Business Insider reports: "FBI director Christopher Wray reiterated a commonly held view on Tuesday that China is seeking to become a global superpower through unconventional means — but framed the threat China poses to the US as not just a governmental one, but as a societal one, too. Speaking before the Senate Intelligence Committee alongside the heads of other US intelligence agencies, Wray told Senators that China is using a host of methods to undermine American military, economic, cultural, and informational power across the globe that rely on more than just China's state institutions. "One of the things we're trying to do is view the China threat as not just a whole of government threat, but a whole of society threat on their end," Wray said, "and I think it's going to take a whole-of-society response by us." Director of National Intelligence Dan Coats expressed a similar sentiment after Sen. Marco Rubio asked him about China's plans to overtake the US as the world's supreme world power. "There is no question that what you have just articulated is what's happening with China," Coats said. "They're doing it in a very smart way; they're doing it in a very effective way; they are looking beyond their own region." Coats said multiple agencies are conducting "intensive studies" to understand the ways China is looking to carry out its global agenda."

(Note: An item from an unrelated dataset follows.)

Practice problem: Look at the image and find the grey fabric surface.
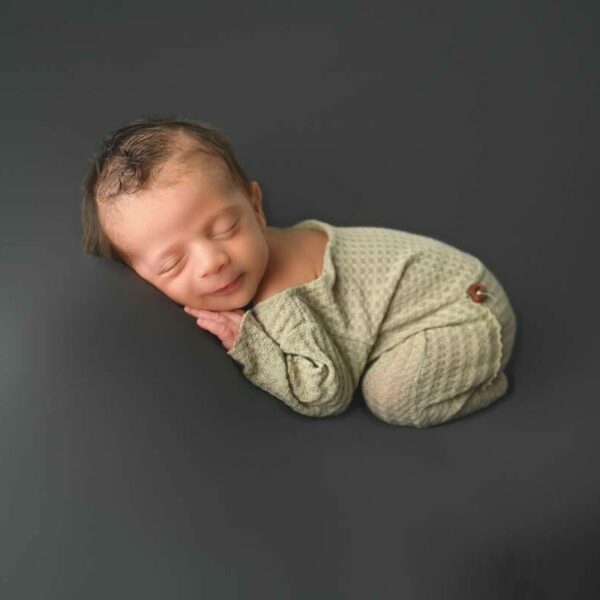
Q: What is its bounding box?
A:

CBS News reports: "Beijing has no idea why the U.S. harbors such a "feeling of insecurity," a Chinese spokesman said Wednesday, responding to an American government report singling out China as among the countries posing the greatest cyber threats. The U.S. remains the world's top major power, with "unparalleled" military strength, foreign ministry spokesman Geng Shuang told reporters at a regularly scheduled news briefing. "I do not know where the severe feeling of insecurity in the United States came from," Geng said. "But I want to emphasize that in this world there is no such thing as absolute security. One country's security can't be put before another country's security. We hope the U.S. will discard the zero-sum mindset, stop viewing big power relationship from the perspective of confrontation, follow the trend of times of peaceful development and work with Russia and China to jointly ensure the world peace and stability." The U.S. report also listed Russia, Iran and North Korea as posing major cyber threats. National Intelligence Director Dan Coats said Tuesday that the U.S. must craft responses to minimize attacks. U.S. officials have accused China -- including its military -- of operating a sweeping hacking operation targeting the Pentagon, defense contractors and other targets. In addition to stealing secrets and intellectual property, the operations could also be used to attack the U.S. financial system, power grid and other critical infrastructure in the event of a conflict."

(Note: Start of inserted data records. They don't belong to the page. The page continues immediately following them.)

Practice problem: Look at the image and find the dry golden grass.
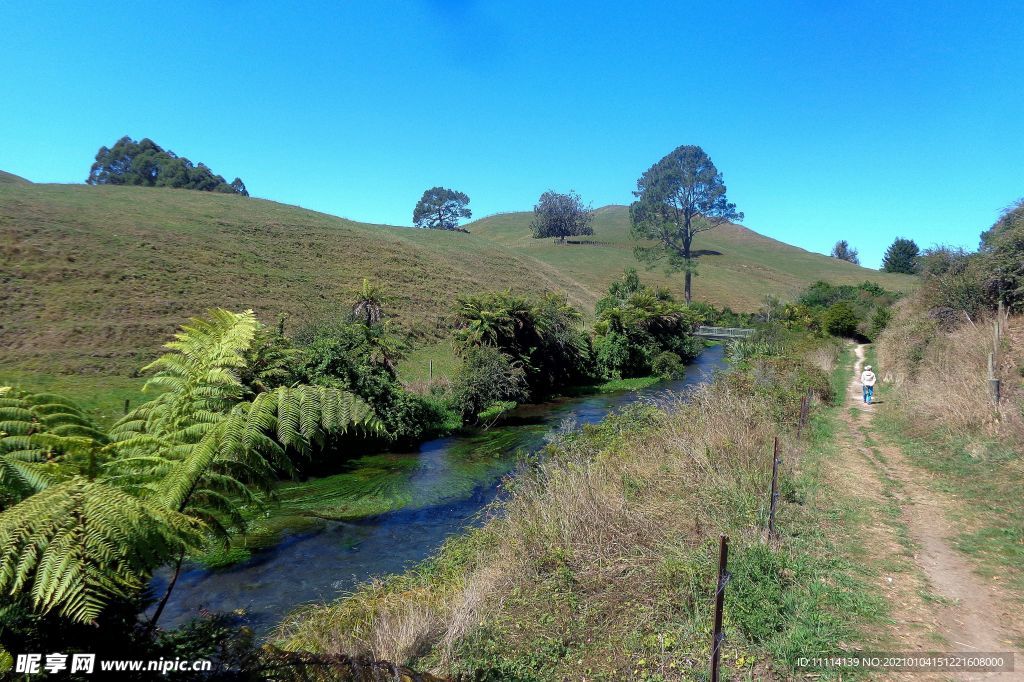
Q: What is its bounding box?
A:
[878,297,1024,441]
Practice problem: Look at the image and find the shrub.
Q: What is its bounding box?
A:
[455,345,528,417]
[824,301,860,337]
[650,350,686,379]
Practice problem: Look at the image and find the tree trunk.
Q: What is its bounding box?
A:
[683,231,693,305]
[150,550,185,632]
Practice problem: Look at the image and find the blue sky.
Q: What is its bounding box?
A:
[0,0,1024,266]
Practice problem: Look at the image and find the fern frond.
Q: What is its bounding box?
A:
[0,476,205,622]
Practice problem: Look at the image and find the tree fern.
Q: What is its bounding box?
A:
[0,476,203,622]
[0,387,109,501]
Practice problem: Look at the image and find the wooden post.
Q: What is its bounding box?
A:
[768,436,780,538]
[711,536,729,682]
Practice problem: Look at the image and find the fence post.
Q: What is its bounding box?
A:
[711,536,729,682]
[768,436,781,538]
[988,353,999,404]
[797,392,811,438]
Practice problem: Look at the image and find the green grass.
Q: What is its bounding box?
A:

The Atlantic comments: "For all the particularities of life in China, its big cities offer a familiar cosmopolitanism... Home to half a billion human beings, beset by pressures both shared with other urban places and uniquely Chinese, it's remarkable that churning conurbations like Shanghai, Chengdu, or Beijing are not constantly breaking out into open, ungovernable chaos. Just like cities anywhere, though, they do not—a stability that appears to arise almost entirely from self-organization. Perhaps spurred on by their distaste for everything implied by such liberality, the Chinese government has become convinced that a far greater degree of social control is both necessary and possible... Known by the anodyne name "social credit," this system is designed to reach into every corner of existence both online and off. It monitors each individual's consumer behavior, conduct on social networks, and real-world infractions like speeding tickets or quarrels with neighbors. Then it integrates them into a single, algorithmically-determined "sincerity" score... This end-to-end grid of social control is still in its prototype stages, but three things are already becoming clear: First, where it has actually been deployed, it has teeth. Second, it has profound implications for the texture of urban life. And finally, there's nothing so distinctly Chinese about it that it couldn't be rolled out anywhere else the right conditions obtain. The advent of social credit portends changes both dramatic and consequential for life in cities everywhere—including the one you might call home."